Comme Nvidia, les spécialistes du secteur, encornés par le rapprochement d'ATI et d'AMD (et symbole de la fusion du CPU et du GPU) vont désormais devoir affronter leur meilleur ami OEM, Intel. Ce dernier, très peu présent dans le GPU hormis par son chipset intégré - peu compétitif pour du traitement graphique avancé -, déboule, avec toute sa puissance avec Larabee, et son image de marque. Au milieu d'un monde dans lequel le concept du Visual Computing – qui place la vidéo, la représentation graphique et l'affichage au centre de la vie quotidienne -  fait des émules et constitue la prochaine évolution du marché. L'enjeu pour tous les acteurs est alors de taille.

« L''arrivée d'Intel sur ce segment de marché met en valeur le fait que le GPU prend bien de l'importance », explique Luciano Alibrandi, responsable produits chez Nvidia, tout en exprimant sa crainte de voir un géant de l'industrie – et la force de frappe de ses investissements -  débarquer sur son terrain de manoeuvre.

Il faut dire que le fondeur a fait monter la pression d'un cran. A l'occasion de l'IDF (Intel Developer Forum), Intel, après avoir souligné les formidables capacités - du moins sur le papier - de Larabee,  inauguré un studio de développement (Parallel Studio) pour tirer profit des options du multi-coeur et du parallélisme de ses processeurs. Y compris Larabee.

Un bienfait, semble toutefois dire Luciano Alibrandi, qui insiste sur le fait qu'il est normal de sortir les outils capables d'exploiter les fonctions d'un composant. Mais attention, Intel ne benéficie pas de l'antériorité que possède Nvidia sur le segment.
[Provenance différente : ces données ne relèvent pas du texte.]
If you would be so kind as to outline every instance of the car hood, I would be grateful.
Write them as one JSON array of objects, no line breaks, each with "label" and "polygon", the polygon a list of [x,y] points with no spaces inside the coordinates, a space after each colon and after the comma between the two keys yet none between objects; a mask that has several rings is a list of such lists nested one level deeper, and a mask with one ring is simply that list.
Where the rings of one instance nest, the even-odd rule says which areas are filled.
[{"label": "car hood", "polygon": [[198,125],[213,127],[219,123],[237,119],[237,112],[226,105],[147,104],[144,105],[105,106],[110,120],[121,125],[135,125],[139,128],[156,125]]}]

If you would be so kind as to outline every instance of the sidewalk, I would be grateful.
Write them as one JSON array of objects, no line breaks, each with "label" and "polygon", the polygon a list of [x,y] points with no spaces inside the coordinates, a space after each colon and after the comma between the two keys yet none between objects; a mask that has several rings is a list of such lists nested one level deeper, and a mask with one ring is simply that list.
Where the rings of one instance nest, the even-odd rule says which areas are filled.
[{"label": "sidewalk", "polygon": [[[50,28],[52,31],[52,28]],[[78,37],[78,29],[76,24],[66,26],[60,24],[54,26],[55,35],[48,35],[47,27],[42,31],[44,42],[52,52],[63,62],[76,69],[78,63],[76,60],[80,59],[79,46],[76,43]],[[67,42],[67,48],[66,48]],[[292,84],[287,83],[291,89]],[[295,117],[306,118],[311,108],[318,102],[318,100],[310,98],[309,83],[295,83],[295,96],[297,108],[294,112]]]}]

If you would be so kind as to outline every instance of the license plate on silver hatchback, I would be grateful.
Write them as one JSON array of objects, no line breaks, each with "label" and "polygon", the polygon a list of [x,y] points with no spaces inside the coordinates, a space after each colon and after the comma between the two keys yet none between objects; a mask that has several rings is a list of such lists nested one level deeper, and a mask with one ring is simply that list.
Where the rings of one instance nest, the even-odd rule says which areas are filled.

Nvidia, acteur historique dans le domaine du composant graphique, distance de loin Intel –  au niveau technologique  - , qui doit encore se dépétrer avec des problèmes liés à son coeur de métier, le CPU, ou à la gestion de pilotes de son composant graphique intégré. « Comme la maîtrise du scaling entre 2 et 4 coeurs par exemple, ou encore des problèmes historiques avec les pilotes Direct X10 », souligne Luciano Alibrandi.

Et d'enfoncer le clou : « notre technologie Cuda (un compileur C qui exploite le parallélisme des composants de la marque, NDLR) a été téléchargé à 100 000 exemplaires (en deux ans, NDLR), et permet de tirer profit de technologies embarquées dans les modèles GeForce 8 et 9 déjà commercialisés, alors qu'Intel ne possède aucune base installée sur le GPU. (...) » . Une solide avance sur le marché, selon lui, qui sèmera le doute dans l'esprit des développeurs au moment d'adopter la technologie.

Pour lui, c'est une évidence : Intel construit des CPU, Nvidia des GPU et le marché, emprunt de Visual Computing, ne se dirige pas vers la fusion des deux genres, GPU et CPU.